Tak wygląda córka Dariusza Gnatowniego, to istna kopia taty! Czym zajmuje się Julia?
Dariusz Gnatowski to aktor, który zdecydowanie zapadł widzom w pamięć, a wszystko dzięki postaci Arnolda Boczka, którą stworzył w “Świecie według Kiepskich”. Jego przedwczesna śmierć wstrząsnęła nie tylko fanami, ale także kolegami i koleżankami z branży, a przede wszystkim najbliższymi: żoną i córką. Wiadomo, jak wygląda dorosła już pociecha Dariusza Gnatowskiego, Julia.
Dariusz Gnatowski zmarł trzy lata temu
Dariusz Gnatowski przez lata wcielał się w postać Arnolda Boczka w “Świecie według Kiepskich”, gdzie był zdecydowanie nieodzowną częścią obsady. Rolę, którą stworzył, pokochały tysiące widzów, dlatego też niespodziewana śmierć aktora tak bardzo poruszyła fanów serialu oraz cały show-biznes.
20 października 2020 roku artysta nagle trafił do szpitala, gdzie jego stan określany był jako ciężki. Przyczyną hospitalizacji miało być zapalenie płuc, które następnie przerodziło się w niewydolność oddechową. Dodatkowo wykryto u aktora zakażenie wirusem COVID-19.

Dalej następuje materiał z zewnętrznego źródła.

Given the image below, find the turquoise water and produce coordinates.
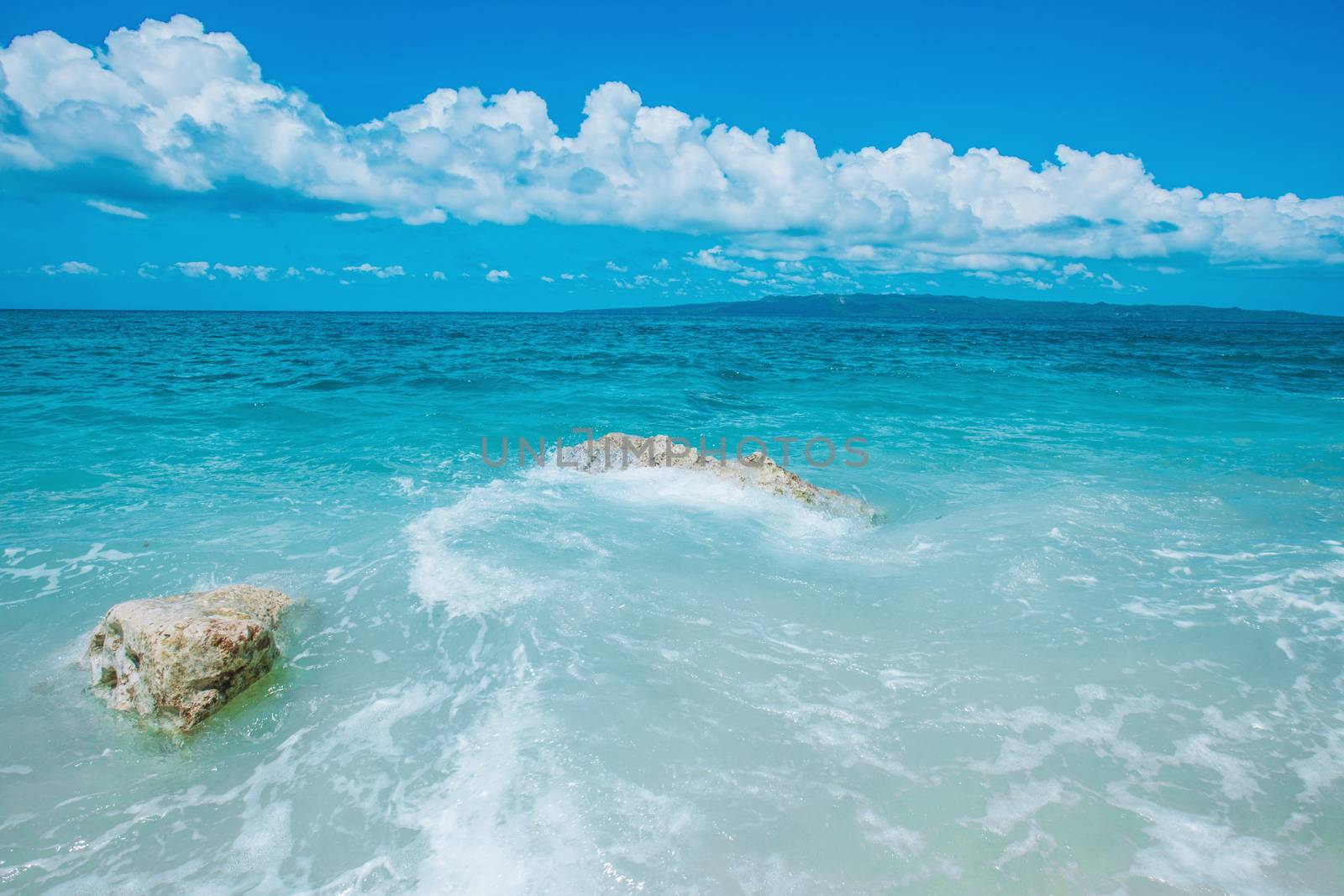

Anna Skowrońska, współproducentka “Świata według Kiepskich” zdradziła później, że Dariusz Gnatowski swoje złe samopoczucie tłumaczył zwykłym przeziębieniem, dlatego też, gdy udał się po pomoc, było już za późno na ratunek. Aktor zmarł 20 października 2020 roku. Został pochowany na Cmentarzu Podgórskim w Krakowie.
„Świat według Kiepskich”. Tak wyglądały ostatnie chwile Dariusza Gnatowskiego. "Bardzo trudna, żmudna akcja"Dariusz Gnatowski z dumą mówił o córce
Dariusz Gnatowski unikał skandali i rozgłosu, zdecydowanie bardziej preferował spokojne, rodzinne życie. Spokój ten znajdował u boku żony Anny i córki Julii, które zawsze były dla niego wsparciem. Dorosła już latorośl aktora, to było jego oczko w głowie. Był bardzo dumny z niej oraz z tego, że jest bardzo samodzielna.
Julia wyfrunęła już dawno temu z domu. Była wtedy w klasie maturalnej. Teraz mieszka w Krakowie. Jest studentką trzeciego roku studiów historyczno-kulturowych na Uniwersytecie Jagiellońskim. Na szczęście spotykamy się dość często. Czasami ona przyjeżdża, a czasami my ją odwiedzamy - powiedział Dariusz Gnatowski w 2017 roku w rozmowie z “Na żywo”.
Aktor nie ukrywał również, że dwie jego ukochane kobiety były dla niego niezwykłym wsparciem i pomocą w trudnych chwilach. To właśnie one dodawały mu sił i otuchy, gdy dopadały go trudne dni, kiedy musiał mierzyć się z problemami zdrowotnymi.
One wykonały naprawdę ciężką robotę. Stworzyły dobrą dla mnie atmosferę, wiedziały, jak ze mną postępować, jak reagować na moje zmienne nastroje. Nie pozwoliły mi wpaść w depresję - zdradził Dariusz Gnatowski w rozmowie z Aleksandrą Jarosz dla Onetu.
Tak córka pożegnała swojego ojca, Dariusza Gnatowskiego
Julia Gnatowska, choć znała kulisy pracy aktorskiej niemal od dziecka, nie zdecydowała się na ten krok, by pójść w ślady ojca i tak jak on, grać w filmach i serialach. Za to z Dariuszem Gnatowskim łączyło ją nie tylko silne uczucie na relacji ojciec-córka, ale również wspólne pasje, a mianowicie książki.
Śmierć sławnego ojca niezwykle poruszyła Julią, która zdecydowanie była dla niej trudnym przeżyciem. By oddać mu hołd i pożegnać się z nim, młoda kobieta zdecydowała się na zamieszczenie poruszającego wpisu, przepełnionego emocjami i przeszywającym smutkiem.
Dziękuję za słowa wsparcia i kondolencje od nas wszystkich. Tata niestety odszedł od nas wczoraj. Zmiażdżył go COVID. Proszę, uważajcie na siebie i swoich bliskich […] Dziękuję ekipie Szpitala im. Dietla i panom z karetki, niestety ja nie dojechałam na czas - napisała Julia Gnatowska.